3. I professori delle quinte di un Istituto sono lontani anni luce dal livello linguistico richiesto per il CLIL: perderanno il posto a vantaggio di qualche docente più preparato in attesa di riqualificarsi (il Ministero giustamente prevede ci vogliano almeno due anni di studio intenso per passare da un livello di conoscenza della L2  a quello superiore)?

4. Una classe fa per tutto l’anno zootecnia in inglese: mi dite il Ministero dove lo trova un commissario di maturità esterno che interroghi in inglese, visto che ogni anno tribola perfino a trovarne che parlino in italiano? E se mi interroga in italiano? Potrei anche arrabbiarmi, visto che per tutto l’anno ho studiato in inglese, termini tecnici compresi!

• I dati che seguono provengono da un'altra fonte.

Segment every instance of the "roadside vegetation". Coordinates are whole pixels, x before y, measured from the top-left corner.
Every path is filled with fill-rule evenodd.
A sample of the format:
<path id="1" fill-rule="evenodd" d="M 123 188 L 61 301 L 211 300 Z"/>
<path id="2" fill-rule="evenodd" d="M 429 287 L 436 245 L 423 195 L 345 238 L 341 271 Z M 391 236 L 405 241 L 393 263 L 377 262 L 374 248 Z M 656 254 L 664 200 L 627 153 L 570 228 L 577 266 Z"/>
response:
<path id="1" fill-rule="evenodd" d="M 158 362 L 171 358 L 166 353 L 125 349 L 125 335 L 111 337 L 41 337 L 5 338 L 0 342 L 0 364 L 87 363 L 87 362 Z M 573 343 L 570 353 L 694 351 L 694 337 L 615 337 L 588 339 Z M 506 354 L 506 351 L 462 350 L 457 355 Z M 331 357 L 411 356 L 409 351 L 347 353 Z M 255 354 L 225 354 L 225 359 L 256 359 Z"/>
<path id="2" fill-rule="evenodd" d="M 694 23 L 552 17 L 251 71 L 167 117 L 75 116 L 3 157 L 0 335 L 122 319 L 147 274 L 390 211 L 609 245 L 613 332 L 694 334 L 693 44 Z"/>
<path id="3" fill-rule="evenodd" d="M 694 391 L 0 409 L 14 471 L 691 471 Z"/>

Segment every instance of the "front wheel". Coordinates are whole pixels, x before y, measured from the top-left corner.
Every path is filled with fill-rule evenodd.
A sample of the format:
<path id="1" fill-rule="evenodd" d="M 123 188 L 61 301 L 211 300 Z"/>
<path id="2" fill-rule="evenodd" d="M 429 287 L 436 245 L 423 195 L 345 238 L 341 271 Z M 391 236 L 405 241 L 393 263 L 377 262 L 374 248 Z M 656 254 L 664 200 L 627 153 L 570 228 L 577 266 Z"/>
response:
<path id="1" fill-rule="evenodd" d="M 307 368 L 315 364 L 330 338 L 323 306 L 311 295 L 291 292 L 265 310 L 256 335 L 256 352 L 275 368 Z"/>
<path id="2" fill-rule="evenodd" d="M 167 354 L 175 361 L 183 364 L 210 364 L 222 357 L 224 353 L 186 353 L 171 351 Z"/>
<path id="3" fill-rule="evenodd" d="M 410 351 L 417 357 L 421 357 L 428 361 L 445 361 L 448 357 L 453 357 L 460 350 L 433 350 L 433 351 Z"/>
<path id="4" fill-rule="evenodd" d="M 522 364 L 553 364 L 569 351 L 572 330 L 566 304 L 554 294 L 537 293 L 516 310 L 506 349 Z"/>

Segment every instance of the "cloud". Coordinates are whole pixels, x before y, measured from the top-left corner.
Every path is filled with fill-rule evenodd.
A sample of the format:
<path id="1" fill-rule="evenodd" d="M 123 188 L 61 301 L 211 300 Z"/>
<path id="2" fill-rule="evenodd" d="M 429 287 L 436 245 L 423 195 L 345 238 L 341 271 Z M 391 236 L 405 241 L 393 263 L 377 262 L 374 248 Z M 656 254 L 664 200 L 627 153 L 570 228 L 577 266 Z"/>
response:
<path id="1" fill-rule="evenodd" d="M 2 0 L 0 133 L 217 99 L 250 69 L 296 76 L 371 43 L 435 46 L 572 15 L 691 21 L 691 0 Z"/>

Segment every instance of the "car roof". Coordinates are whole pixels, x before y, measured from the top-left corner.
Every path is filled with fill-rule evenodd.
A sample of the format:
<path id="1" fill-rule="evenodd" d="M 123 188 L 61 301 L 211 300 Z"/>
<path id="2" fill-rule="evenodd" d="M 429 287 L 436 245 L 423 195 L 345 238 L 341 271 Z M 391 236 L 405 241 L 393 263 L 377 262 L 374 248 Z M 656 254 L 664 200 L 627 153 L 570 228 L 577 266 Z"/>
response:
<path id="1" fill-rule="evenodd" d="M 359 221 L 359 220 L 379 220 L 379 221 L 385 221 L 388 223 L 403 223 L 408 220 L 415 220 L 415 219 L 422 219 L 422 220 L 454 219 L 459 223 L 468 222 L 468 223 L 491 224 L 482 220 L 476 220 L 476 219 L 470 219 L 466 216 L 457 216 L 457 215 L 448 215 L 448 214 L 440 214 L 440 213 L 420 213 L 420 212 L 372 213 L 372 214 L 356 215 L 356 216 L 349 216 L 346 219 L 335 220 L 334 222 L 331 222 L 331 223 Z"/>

5. Ogni anno nelle nostre classi aumenta il numero degli allievi affetti da DSA, i quali faticano enormemente a mantenere il passo nello studio della L2. Non li si può esentare dallo studio della lingua straniera perché  altrimenti il loro diploma si trasformerebbe in un mero attestato di frequenza senza alcun valore. Cosa faremo per aiutare questi allievi? Per loro tutto diventerà ancora più difficile: non è possibile esentarli almeno dal CLIL?

6. So che in alcune scuole la lezione in CLIL , in barba alla normativa,  è tenuta direttamente dall’insegnante di L2: pazienza quando l’insegnante di inglese spiega la Rivoluzione americana, cosa che in un liceo fa normalmente, anche se a grandi linee, durante il corso di letteratura, ma mi dite che senso avrebbe proporre la stessa soluzione per una materia assolutamente estranea alla sua preparazione? Eppure a mali estremi estremi rimedi: se, ad esempio, in un istituto tecnico nessuno degli insegnanti di materie di indirizzo spiccica una parola di inglese, cosa credete che si farà?

 

Sono pienamente convinta che sia necessario aumentare le competenze in lingua straniera dei nostri allievi e credo anche che la metodologia CLIL sia un mezzo potente, ma, vi prego, non così! Non in questo modo raffazzonato, improvvisato e all’”armiamoci e partite”!

Le roboanti dichiarazioni di intenti condite da fumose quanto inconcludenti dissertazioni teoriche sull’argomento (specialità squisitamente italiana!) lasciano il tempo che trovano: il paziente lavoro quotidiano degli insegnanti si trova spesso a dovere affrontare problemi ben più pratici.

Ringraziandovi per l’ospitalità concessami, porgo i più cordiali saluti.